Set-up Costs includes:
- tooling cost,
- Hiring Consultants,
- Travel Cost,
- Supplier Validation,
- Factory Audit Cost etc.
Important Point:
Here is an important point, when the third bar is very high compared to second bar. Or in other words if you get the cost from India higher than manufacturing cost in developed countries. The decision maker should, re-validate the study, to find strong reasons before closing the study.
This may be due to different assumptions taken by, overseas buyer and Indian manufacturer. Some of the examples of different assumptions are as follows:
- Supplier have decided to manufacture through only machining route, whereas Buyer need Die casting and machining
- Manufacturer is quoting considering very high tolerances, whereas the part doesn’t require very high tolerances.
- Indian Supplier is considering additional operation which is not required by buyer.
Final Step:
Once all the costs are added up we should also add the final bit, that is, Buyer’s Administration cost.

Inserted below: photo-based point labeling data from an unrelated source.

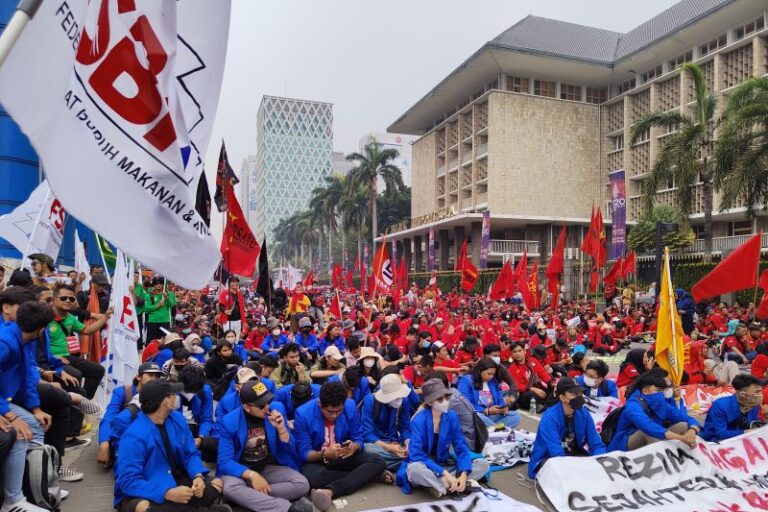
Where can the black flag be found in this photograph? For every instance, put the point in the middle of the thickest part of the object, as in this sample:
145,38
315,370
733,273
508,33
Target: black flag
264,284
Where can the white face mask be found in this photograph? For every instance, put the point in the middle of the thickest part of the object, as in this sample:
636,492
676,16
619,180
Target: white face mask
440,406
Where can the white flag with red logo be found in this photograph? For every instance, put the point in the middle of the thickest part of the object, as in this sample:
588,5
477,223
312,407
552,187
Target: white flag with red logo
36,225
118,98
122,359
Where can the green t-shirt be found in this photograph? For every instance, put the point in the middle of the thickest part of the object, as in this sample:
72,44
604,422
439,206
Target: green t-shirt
58,330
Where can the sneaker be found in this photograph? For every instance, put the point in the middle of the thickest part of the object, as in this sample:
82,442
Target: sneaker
76,443
90,407
69,474
21,506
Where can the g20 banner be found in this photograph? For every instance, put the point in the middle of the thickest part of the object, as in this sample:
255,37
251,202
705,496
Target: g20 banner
730,476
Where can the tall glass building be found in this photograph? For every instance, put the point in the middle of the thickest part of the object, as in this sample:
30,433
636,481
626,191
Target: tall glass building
294,146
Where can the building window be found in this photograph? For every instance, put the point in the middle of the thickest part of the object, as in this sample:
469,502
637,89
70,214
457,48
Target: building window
680,60
518,84
595,96
713,45
747,29
650,75
543,88
570,92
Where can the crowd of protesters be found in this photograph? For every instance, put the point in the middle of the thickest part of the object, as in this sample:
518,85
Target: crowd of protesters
288,406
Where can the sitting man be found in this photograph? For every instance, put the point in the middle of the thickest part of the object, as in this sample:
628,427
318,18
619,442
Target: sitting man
731,415
595,382
256,460
646,413
566,428
438,455
329,443
158,466
386,419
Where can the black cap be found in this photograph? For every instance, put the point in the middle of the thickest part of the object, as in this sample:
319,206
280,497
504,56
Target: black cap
567,384
154,392
255,393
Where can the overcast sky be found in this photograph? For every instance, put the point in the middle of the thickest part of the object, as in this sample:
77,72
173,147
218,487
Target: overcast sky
372,60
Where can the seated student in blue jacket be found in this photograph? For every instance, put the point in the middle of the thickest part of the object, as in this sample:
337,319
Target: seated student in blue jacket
481,388
121,397
730,416
257,460
158,466
386,421
566,428
647,411
294,396
438,456
329,444
595,382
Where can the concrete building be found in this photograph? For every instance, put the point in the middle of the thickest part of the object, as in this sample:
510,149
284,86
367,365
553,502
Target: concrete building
530,126
397,141
294,144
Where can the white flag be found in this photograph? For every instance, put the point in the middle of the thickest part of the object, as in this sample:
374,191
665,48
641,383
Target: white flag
81,262
122,359
36,225
118,99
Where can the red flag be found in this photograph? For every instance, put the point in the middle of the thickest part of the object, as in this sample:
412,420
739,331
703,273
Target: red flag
629,266
504,285
239,248
614,274
533,287
736,272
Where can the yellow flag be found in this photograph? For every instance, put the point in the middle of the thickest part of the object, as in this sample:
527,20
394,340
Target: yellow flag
669,334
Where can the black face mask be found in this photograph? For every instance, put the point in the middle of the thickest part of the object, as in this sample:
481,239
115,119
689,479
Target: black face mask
577,403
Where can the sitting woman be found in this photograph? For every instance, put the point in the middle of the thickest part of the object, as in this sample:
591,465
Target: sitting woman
481,388
438,456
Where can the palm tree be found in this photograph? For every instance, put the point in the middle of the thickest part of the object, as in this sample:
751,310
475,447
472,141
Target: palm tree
741,171
684,156
374,163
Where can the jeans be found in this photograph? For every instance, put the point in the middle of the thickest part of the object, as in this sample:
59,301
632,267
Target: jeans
13,467
510,420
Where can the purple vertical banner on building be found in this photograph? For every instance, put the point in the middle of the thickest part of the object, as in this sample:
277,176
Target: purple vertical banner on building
486,240
618,214
431,254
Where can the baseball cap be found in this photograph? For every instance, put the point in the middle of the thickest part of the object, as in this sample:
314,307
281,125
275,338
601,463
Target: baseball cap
154,392
255,394
150,367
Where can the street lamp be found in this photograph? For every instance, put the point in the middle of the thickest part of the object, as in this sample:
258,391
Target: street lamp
662,228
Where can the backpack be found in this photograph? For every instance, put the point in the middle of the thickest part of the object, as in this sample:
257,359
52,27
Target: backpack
41,477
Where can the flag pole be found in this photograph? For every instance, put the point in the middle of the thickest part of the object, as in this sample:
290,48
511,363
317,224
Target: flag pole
25,11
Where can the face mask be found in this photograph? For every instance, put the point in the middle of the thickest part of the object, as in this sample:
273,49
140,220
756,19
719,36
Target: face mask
440,406
577,403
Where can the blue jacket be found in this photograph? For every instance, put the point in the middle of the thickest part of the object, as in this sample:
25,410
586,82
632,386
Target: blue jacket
18,367
634,418
116,403
283,396
201,406
143,469
550,435
422,439
309,428
232,436
467,388
610,386
389,425
724,418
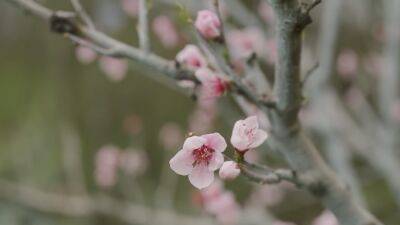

Which will include likes of Import cost, communication cost. Or additional manpower cost for managing import from India.
Submission:
If adding the administrative costs keeps you within the target, it is clear that you should source at your own.
In case adding the administrative costs is taking you beyond the target, then we submit you 2 insights:
- If the gap for administrative cost space is around $ 40,000 per year, then it is advisable to think about setting an office in India.
- The cases where administrative cost space is between $ 10,000 – $ 40,000 per year, then it is advisable to hire a sourcing company as they have shared resources.
- Having administrative cost space below $ 10,000 dollars per year, it is better to buy in bulk from supplier and stock.
The above submissions are based on author’s understanding only and doesn’t guarantee any outcome.